Figure 3 illustrates an undistortion example. The original frame and the undistorted frames by our system and MATLAB are shown in Figure 3(a) to (c), respectively. The edge of the chessboard undistorted by MATLAB was smoother than that of our system. The reason is that the float multiplier of our designed system has two decimal places of accuracy for better real-time performance and lower computation cost. Fortunately, the lower accuracy will not affect the final performance according to our experimental results.

Figure 3.

Calibration result: (a) original image, (b) corrected image by FPGA, and (c) corrected image by MATLAB toolbox. FPGA: field-programmable gate array.

Color space conversion

After undistortion, the undistorted image was ready for further processing algorithms, that is, the color convertor, the edge detector, and corner detector. It is worth noting that the algorithms can be optionally selected to process by a switching architecture designed in FPGA. Hue, saturation, and value (HSV) color space¹⁹ has been proved to be more robust than red, green, blue (RGB) in color tracking applications. Here, the RGB-to-HSV convertor in the FPGA will be introduced in detail. HSV is actually a nonlinear transform of RGB color space. The conversion from RGB to HSV is given as

H = {\begin{array}{l} 0, & R = G = B \\ \frac{(G - B {) 60}^{\circ}}{\max (R, G, B) - \min (R, G, B)} + 360 °, & R > B > G \\ \frac{(B - R {) 60}^{\circ}}{\max (R, G, B) - \min (R, G, B)} + 120 °, & \max (G, B, R) = G \\ \frac{(R - G {) 60}^{\circ}}{\max (R, G, B) - \min (R, G, B)} + 240 °, & \max (G, B, R) = B \end{array}

S = {\begin{array}{l} 0, \max (R, G, B) = 0 \\ \frac{\max (R, G, B) - \min (R, G, B)}{\max (R, G, B)}, others \end{array}

V = \max (R, G, B)

According to equations (4) to (6), the logic of HSV color space convertor is designed as shown in Figure 4. The module uses the RGB channels of each pixel as input and outputs the desired HSV channels. The difference between R, G, B values was calculated by the substractors in FPGA device, and the comparison progress between three color values was implemented by the comparators. With these two progresses in FPGA, the R, G, B values can be finally converted to H, S, V color space. Because the pixels of the whole image can be processed parallelly by the separated color convertor modules, the computation speed is much faster than those in PC-based systems.

Figure 4.

The logic of color convertor.

Features extraction for edge and corner

For many vision applications like object tracking, visual navigation, and stereo vision, it is in high demand to extract edge and corner features from images. In this article, we will propose FPGA logic designs for the widely used Sobel edge and Harris corner. Because they are simple but very efficient for object tracking, the Sobel edge and Harris corner features extracted from the designed FPGA logic module will be used as the feedback information for visual servo control.

Edge detector

The edge feature can represent the contour of a target. Here, the Sobel operator¹⁴ algorithm was selected to collect the edge information. The Sobel edge detection is divided into two steps:

Calculate the vertical or horizontal Sobel operators G_x and G_y by convoluting with the gradient kernels on x and y directions respectively, given as

G_{y} = ω_{y} \otimes [\begin{matrix} p_{11} & p_{12} & p_{13} \\ p_{21} & p_{22} & p_{23} \\ p_{31} & p_{32} & p_{33} \end{matrix}] and G_{x} = ω_{x} \otimes [\begin{matrix} p_{11} & p_{12} & p_{13} \\ p_{21} & p_{22} & p_{23} \\ p_{31} & p_{32} & p_{33} \end{matrix}]

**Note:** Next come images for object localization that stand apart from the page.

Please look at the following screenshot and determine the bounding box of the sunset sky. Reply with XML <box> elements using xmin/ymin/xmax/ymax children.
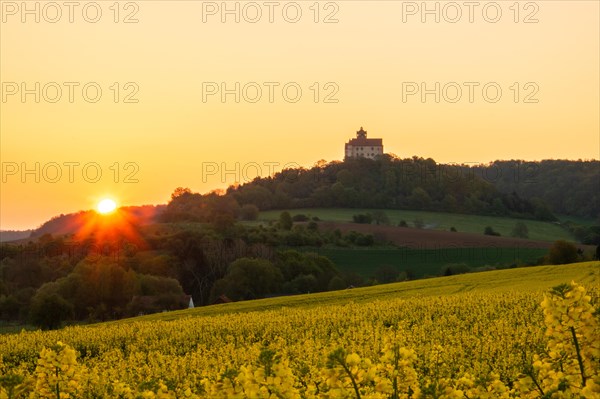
<box><xmin>1</xmin><ymin>1</ymin><xmax>599</xmax><ymax>230</ymax></box>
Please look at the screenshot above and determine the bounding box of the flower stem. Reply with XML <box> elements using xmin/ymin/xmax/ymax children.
<box><xmin>570</xmin><ymin>326</ymin><xmax>587</xmax><ymax>387</ymax></box>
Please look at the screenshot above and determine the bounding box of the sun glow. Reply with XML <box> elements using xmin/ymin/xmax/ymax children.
<box><xmin>97</xmin><ymin>199</ymin><xmax>117</xmax><ymax>214</ymax></box>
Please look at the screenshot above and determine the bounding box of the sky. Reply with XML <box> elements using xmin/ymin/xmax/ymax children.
<box><xmin>1</xmin><ymin>0</ymin><xmax>599</xmax><ymax>230</ymax></box>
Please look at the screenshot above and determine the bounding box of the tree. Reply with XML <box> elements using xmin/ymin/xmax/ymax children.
<box><xmin>413</xmin><ymin>219</ymin><xmax>425</xmax><ymax>229</ymax></box>
<box><xmin>284</xmin><ymin>274</ymin><xmax>318</xmax><ymax>294</ymax></box>
<box><xmin>29</xmin><ymin>292</ymin><xmax>73</xmax><ymax>330</ymax></box>
<box><xmin>0</xmin><ymin>295</ymin><xmax>20</xmax><ymax>320</ymax></box>
<box><xmin>372</xmin><ymin>210</ymin><xmax>390</xmax><ymax>225</ymax></box>
<box><xmin>511</xmin><ymin>222</ymin><xmax>529</xmax><ymax>238</ymax></box>
<box><xmin>374</xmin><ymin>265</ymin><xmax>399</xmax><ymax>284</ymax></box>
<box><xmin>240</xmin><ymin>204</ymin><xmax>260</xmax><ymax>221</ymax></box>
<box><xmin>279</xmin><ymin>212</ymin><xmax>293</xmax><ymax>231</ymax></box>
<box><xmin>327</xmin><ymin>276</ymin><xmax>346</xmax><ymax>291</ymax></box>
<box><xmin>210</xmin><ymin>258</ymin><xmax>283</xmax><ymax>301</ymax></box>
<box><xmin>548</xmin><ymin>240</ymin><xmax>578</xmax><ymax>265</ymax></box>
<box><xmin>408</xmin><ymin>187</ymin><xmax>431</xmax><ymax>209</ymax></box>
<box><xmin>212</xmin><ymin>213</ymin><xmax>235</xmax><ymax>234</ymax></box>
<box><xmin>171</xmin><ymin>187</ymin><xmax>192</xmax><ymax>200</ymax></box>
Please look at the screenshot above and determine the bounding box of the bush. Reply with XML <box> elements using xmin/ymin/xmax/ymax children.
<box><xmin>346</xmin><ymin>231</ymin><xmax>374</xmax><ymax>246</ymax></box>
<box><xmin>292</xmin><ymin>214</ymin><xmax>309</xmax><ymax>222</ymax></box>
<box><xmin>327</xmin><ymin>276</ymin><xmax>346</xmax><ymax>291</ymax></box>
<box><xmin>374</xmin><ymin>265</ymin><xmax>399</xmax><ymax>284</ymax></box>
<box><xmin>372</xmin><ymin>210</ymin><xmax>390</xmax><ymax>225</ymax></box>
<box><xmin>279</xmin><ymin>212</ymin><xmax>293</xmax><ymax>230</ymax></box>
<box><xmin>441</xmin><ymin>263</ymin><xmax>471</xmax><ymax>276</ymax></box>
<box><xmin>284</xmin><ymin>274</ymin><xmax>318</xmax><ymax>294</ymax></box>
<box><xmin>484</xmin><ymin>226</ymin><xmax>501</xmax><ymax>236</ymax></box>
<box><xmin>240</xmin><ymin>204</ymin><xmax>260</xmax><ymax>221</ymax></box>
<box><xmin>398</xmin><ymin>220</ymin><xmax>408</xmax><ymax>227</ymax></box>
<box><xmin>450</xmin><ymin>226</ymin><xmax>457</xmax><ymax>232</ymax></box>
<box><xmin>511</xmin><ymin>222</ymin><xmax>529</xmax><ymax>238</ymax></box>
<box><xmin>352</xmin><ymin>214</ymin><xmax>373</xmax><ymax>224</ymax></box>
<box><xmin>548</xmin><ymin>240</ymin><xmax>578</xmax><ymax>265</ymax></box>
<box><xmin>0</xmin><ymin>295</ymin><xmax>20</xmax><ymax>320</ymax></box>
<box><xmin>355</xmin><ymin>234</ymin><xmax>374</xmax><ymax>246</ymax></box>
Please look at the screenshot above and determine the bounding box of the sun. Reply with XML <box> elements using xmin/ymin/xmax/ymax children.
<box><xmin>97</xmin><ymin>198</ymin><xmax>117</xmax><ymax>214</ymax></box>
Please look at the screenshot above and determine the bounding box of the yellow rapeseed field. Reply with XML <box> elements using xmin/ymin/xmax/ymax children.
<box><xmin>1</xmin><ymin>262</ymin><xmax>598</xmax><ymax>398</ymax></box>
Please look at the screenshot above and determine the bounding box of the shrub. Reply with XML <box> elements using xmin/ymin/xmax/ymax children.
<box><xmin>292</xmin><ymin>214</ymin><xmax>309</xmax><ymax>222</ymax></box>
<box><xmin>352</xmin><ymin>214</ymin><xmax>373</xmax><ymax>224</ymax></box>
<box><xmin>484</xmin><ymin>226</ymin><xmax>501</xmax><ymax>236</ymax></box>
<box><xmin>511</xmin><ymin>222</ymin><xmax>529</xmax><ymax>238</ymax></box>
<box><xmin>372</xmin><ymin>210</ymin><xmax>390</xmax><ymax>225</ymax></box>
<box><xmin>327</xmin><ymin>276</ymin><xmax>346</xmax><ymax>291</ymax></box>
<box><xmin>279</xmin><ymin>212</ymin><xmax>293</xmax><ymax>230</ymax></box>
<box><xmin>240</xmin><ymin>204</ymin><xmax>260</xmax><ymax>221</ymax></box>
<box><xmin>374</xmin><ymin>265</ymin><xmax>399</xmax><ymax>284</ymax></box>
<box><xmin>548</xmin><ymin>240</ymin><xmax>578</xmax><ymax>264</ymax></box>
<box><xmin>441</xmin><ymin>263</ymin><xmax>471</xmax><ymax>276</ymax></box>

where ω_x and ω_y denote the gradient kernels on x and y directions, respectively, that is

ω_{y} = [\begin{array}{l} 1 2 1 \\ 0 0 0 \\ - 1 - 2 - 1 \end{array}] and ω_{x} = [\begin{array}{l} - 1 0 1 \\ - 2 0 2 \\ - 1 0 1 \end{array}]

Calculate the arithmetic square root G_s of the values G_x and G_y as follows

\begin{array}{l} G_{x} (p_{22}) = - p_{11} - 2 p_{21} - p_{31} + p_{13} + 2 p_{23} + p_{33} \\ G_{y} (p_{22}) = p_{11} - p_{31} + 2 p_{12} - 2 p_{21} + p_{13} - p_{33} \\ G_{s} (p_{22}) = \sqrt{G_{x}^{2} + G_{y}^{2}} > T \end{array}

where G_x and G_y denote the gradients on x and y direction, respectively. With the predefined threshold T, the binary image of Sobel edge detector can be obtained. Figure 5 illustrates the FPGA logic of the Sobel edge detection. In FPGA, the calculation in equation (9) is consisted of comparator, subtractor, and bits shifter. With the result of the gradient calculation, the predefined threshold value T has been used to remove the edges with small gradients. Figure 6 illustrates a detection example of the designed Sobel module. It is seen that most edges in the result image are sharp and continuous.

Figure 5.

Schematic of the Sobel edge and Harris corner detector.

Figure 6.

(a) Original image and (b) Sobel edge image.

Harris corner detector

Based on the operation of Sobel detector, the Harris corner detection²⁰ is further implemented. To detect Harris corners, the Harris matrix is first calculated as follows

H (x, y) [\begin{array}{l} h_{x} (x, y) & h_{x y} (x, y) \\ h_{x y} (x, y) & h_{y} (x, y) \end{array}] = ω \otimes [\begin{array}{l} G_{x}^{2} (x, y) & G_{x} G_{y} (x, y) \\ G_{x} G_{y} & (x, y) G_{y}^{2} (x, y) \end{array}]

where ω represents a 3 × 3 Gaussian convolution kernel and G_x and G_y are the vertical or horizontal Sobel operators calculated in the previous section. Then, the Harris corner evaluation value V is calculated as

V = \det (H) - k * {trace}^{2} (H) > T_{Harris}

where k is a parameter in the range of 0.04–0.06, det(H) denotes the determinant of matrix H, and trace(H) denotes the trace of matrix H. The determinant and trace are calculated as

\begin{array}{l} \det (H) = h_{x}^{2} * h_{y}^{2} - h_{x} h_{y} * h_{x} h_{y} \\ trace (H) = h_{x}^{2} + h_{y}^{2} \end{array}

If the corner value V is larger than a predefined threshold T_Harris, it means a Harris corner exists at the pixel location. To further remove the noisy corners, the non-max algorithm is used, which compares the pixel gray value to the eight surrounding pixels. If the gray value is smaller or bigger than all the eight surrounding pixels, the corner is removed. Figure 5 illustrates the FPGA logic of the designed Harris corner detector, containing six submodules as follows:

Calculate the vertical and horizontal Sobel operator G_x and G_y. This convolution process is implemented on FPGA device by multiplying the pixel value with the corresponding value in the gradient kernels on the x and y directions.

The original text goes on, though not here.